The number of sites where services are installed is limited to those with well-controlled environment where an adequate support can be guaranteed. The services are deployed using system start-up scripts and watchdog processes which ensure automatic service restart at boot time and in case of service interruptions or crashes. Standard host certificates typically issued by national Grid Certification Authorities are used for the service/client authentication.
The services accept incoming connections from various clients. These can be user interfaces, agents or running jobs. But since services are passive components, they have to be complemented by special applications to animate the system.
Agents
Agents are light and easy to deploy software components which run as independent processes to fulfill one or several system functions.
All the agents are built in the same framework which organizes the main execution loop and provides a uniform way for deployment, configuration, control and logging of the agent activity.
Agents run in different environments. Those that are part of the DIRAC subsystems, for example Workload Management or Data Distribution, are usually deployed close to the corresponding services. They watch for changes in the service states and react accordingly by initiating actions like job submission or result retrieval.
Agents can run on a gatekeeper node of a site controlled by the DIRAC Workload Management System. In this case, they are part of the DIRAC WMS ensuring the pull job scheduling paradigm. Agents can also run as part of a job executed on a Worker Node as so called “Pilot Agents”.
Interfaces
The DIRAC main programming language is Python and programming interfaces (APIs) are provided in this language.
For the users of the DIRAC system the functionality is available through a command line interface.
DIRAC also provides Web interfaces for users and system managers to monitor the system behaviour and to control the ongoing tasks. The Web interfaces are based on the DIRAC Web Portal framework which ensures secure access to the system service using X509 certificates loaded into the user browsers.
Added in version 8.0: DIRAC also has the ability to implement additional interfaces based on the http protocol, see Systems APIs.
DIRAC Framework
The Dirac framework for building secure SOA based systems provides generic components not specific to LHCb which can be applied in the contexts of other VOs as well. The framework is written in the Python language and includes the following components:
Configuration System
Logging System
Monitoring System
Configuration Service
The Configuration Service is built in the DISET framework to provide static configuration parameters to all the distributed DIRAC components. This is the backbone of the whole system and necessitates excellent reliability. Therefore, it is organized as a single master service where all the parameter updates are done and multiple read-only slave services which are distributed geographically, on VO-boxes at Tier-1 LCG sites in the case of LHCb. All the servers are queried by clients in a load balancing way. This arrangement ensures configuration data consistency together with very good scalability properties.

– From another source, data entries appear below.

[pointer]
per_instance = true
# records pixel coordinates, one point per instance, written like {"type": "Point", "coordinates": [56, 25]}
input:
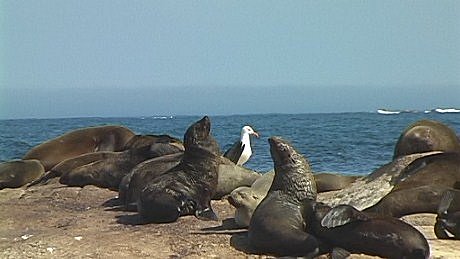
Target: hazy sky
{"type": "Point", "coordinates": [139, 58]}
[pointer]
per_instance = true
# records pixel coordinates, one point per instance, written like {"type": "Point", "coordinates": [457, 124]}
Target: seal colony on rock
{"type": "Point", "coordinates": [245, 199]}
{"type": "Point", "coordinates": [350, 229]}
{"type": "Point", "coordinates": [78, 142]}
{"type": "Point", "coordinates": [16, 173]}
{"type": "Point", "coordinates": [240, 152]}
{"type": "Point", "coordinates": [424, 136]}
{"type": "Point", "coordinates": [420, 187]}
{"type": "Point", "coordinates": [277, 226]}
{"type": "Point", "coordinates": [447, 224]}
{"type": "Point", "coordinates": [187, 188]}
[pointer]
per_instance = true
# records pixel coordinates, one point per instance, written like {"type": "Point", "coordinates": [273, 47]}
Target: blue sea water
{"type": "Point", "coordinates": [348, 143]}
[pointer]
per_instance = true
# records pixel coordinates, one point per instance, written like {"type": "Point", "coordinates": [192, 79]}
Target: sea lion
{"type": "Point", "coordinates": [246, 199]}
{"type": "Point", "coordinates": [424, 136]}
{"type": "Point", "coordinates": [159, 146]}
{"type": "Point", "coordinates": [72, 163]}
{"type": "Point", "coordinates": [16, 173]}
{"type": "Point", "coordinates": [108, 173]}
{"type": "Point", "coordinates": [326, 182]}
{"type": "Point", "coordinates": [230, 177]}
{"type": "Point", "coordinates": [350, 229]}
{"type": "Point", "coordinates": [187, 188]}
{"type": "Point", "coordinates": [142, 174]}
{"type": "Point", "coordinates": [448, 218]}
{"type": "Point", "coordinates": [78, 142]}
{"type": "Point", "coordinates": [277, 226]}
{"type": "Point", "coordinates": [367, 191]}
{"type": "Point", "coordinates": [138, 141]}
{"type": "Point", "coordinates": [420, 187]}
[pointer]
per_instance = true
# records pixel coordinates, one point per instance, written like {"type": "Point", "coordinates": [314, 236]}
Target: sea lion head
{"type": "Point", "coordinates": [424, 136]}
{"type": "Point", "coordinates": [198, 135]}
{"type": "Point", "coordinates": [292, 171]}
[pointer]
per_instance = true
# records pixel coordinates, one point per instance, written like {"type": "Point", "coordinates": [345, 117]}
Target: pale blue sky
{"type": "Point", "coordinates": [139, 58]}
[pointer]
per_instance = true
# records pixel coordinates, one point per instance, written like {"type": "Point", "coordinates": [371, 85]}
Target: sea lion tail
{"type": "Point", "coordinates": [206, 214]}
{"type": "Point", "coordinates": [445, 202]}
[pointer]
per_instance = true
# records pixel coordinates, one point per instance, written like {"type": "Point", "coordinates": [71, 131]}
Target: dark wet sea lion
{"type": "Point", "coordinates": [421, 186]}
{"type": "Point", "coordinates": [96, 161]}
{"type": "Point", "coordinates": [187, 188]}
{"type": "Point", "coordinates": [16, 173]}
{"type": "Point", "coordinates": [368, 190]}
{"type": "Point", "coordinates": [138, 141]}
{"type": "Point", "coordinates": [72, 163]}
{"type": "Point", "coordinates": [448, 219]}
{"type": "Point", "coordinates": [426, 135]}
{"type": "Point", "coordinates": [350, 229]}
{"type": "Point", "coordinates": [78, 142]}
{"type": "Point", "coordinates": [277, 226]}
{"type": "Point", "coordinates": [108, 172]}
{"type": "Point", "coordinates": [232, 176]}
{"type": "Point", "coordinates": [245, 199]}
{"type": "Point", "coordinates": [142, 174]}
{"type": "Point", "coordinates": [326, 182]}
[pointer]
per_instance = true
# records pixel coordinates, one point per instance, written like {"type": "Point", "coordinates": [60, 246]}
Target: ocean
{"type": "Point", "coordinates": [346, 143]}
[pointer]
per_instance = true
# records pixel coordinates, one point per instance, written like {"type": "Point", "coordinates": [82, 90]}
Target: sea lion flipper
{"type": "Point", "coordinates": [440, 231]}
{"type": "Point", "coordinates": [339, 253]}
{"type": "Point", "coordinates": [341, 215]}
{"type": "Point", "coordinates": [206, 214]}
{"type": "Point", "coordinates": [445, 202]}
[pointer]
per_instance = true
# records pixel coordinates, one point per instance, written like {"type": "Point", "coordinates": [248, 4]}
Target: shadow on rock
{"type": "Point", "coordinates": [130, 219]}
{"type": "Point", "coordinates": [227, 224]}
{"type": "Point", "coordinates": [114, 202]}
{"type": "Point", "coordinates": [240, 242]}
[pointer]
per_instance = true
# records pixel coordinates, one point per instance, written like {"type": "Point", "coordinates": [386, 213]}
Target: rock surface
{"type": "Point", "coordinates": [55, 221]}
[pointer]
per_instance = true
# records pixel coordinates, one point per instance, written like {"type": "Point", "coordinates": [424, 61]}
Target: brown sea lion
{"type": "Point", "coordinates": [277, 226]}
{"type": "Point", "coordinates": [72, 163]}
{"type": "Point", "coordinates": [109, 172]}
{"type": "Point", "coordinates": [245, 199]}
{"type": "Point", "coordinates": [420, 188]}
{"type": "Point", "coordinates": [326, 182]}
{"type": "Point", "coordinates": [159, 146]}
{"type": "Point", "coordinates": [16, 173]}
{"type": "Point", "coordinates": [350, 229]}
{"type": "Point", "coordinates": [424, 136]}
{"type": "Point", "coordinates": [78, 142]}
{"type": "Point", "coordinates": [142, 174]}
{"type": "Point", "coordinates": [138, 141]}
{"type": "Point", "coordinates": [448, 219]}
{"type": "Point", "coordinates": [187, 188]}
{"type": "Point", "coordinates": [368, 190]}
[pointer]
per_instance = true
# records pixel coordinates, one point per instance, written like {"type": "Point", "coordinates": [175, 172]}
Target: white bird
{"type": "Point", "coordinates": [240, 151]}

Logging and Monitoring Services
All the DIRAC components use the same logging facility which can be configured with one or more back-ends including standard output, log files or external service.
The amount of the logging information is determined by a configurable level specification.
Use of the logger permit report to the Logging Service where all the distributed components are encountering system failures.
This service accumulates information for the analysis of the behaviour of the whole distributed system including third party services provided by the sites and central grid services.
The quick error report analysis allows spotting and even fixing the problems before they hit the user.
The Monitoring Service collects activity reports from all the DIRAC services and some agents. It presents the monitoring data in a variety of ways, e.g. historical plots, summary reports, etc. Together with the Logging Service, it provides a complete view of the health of the system for the managers.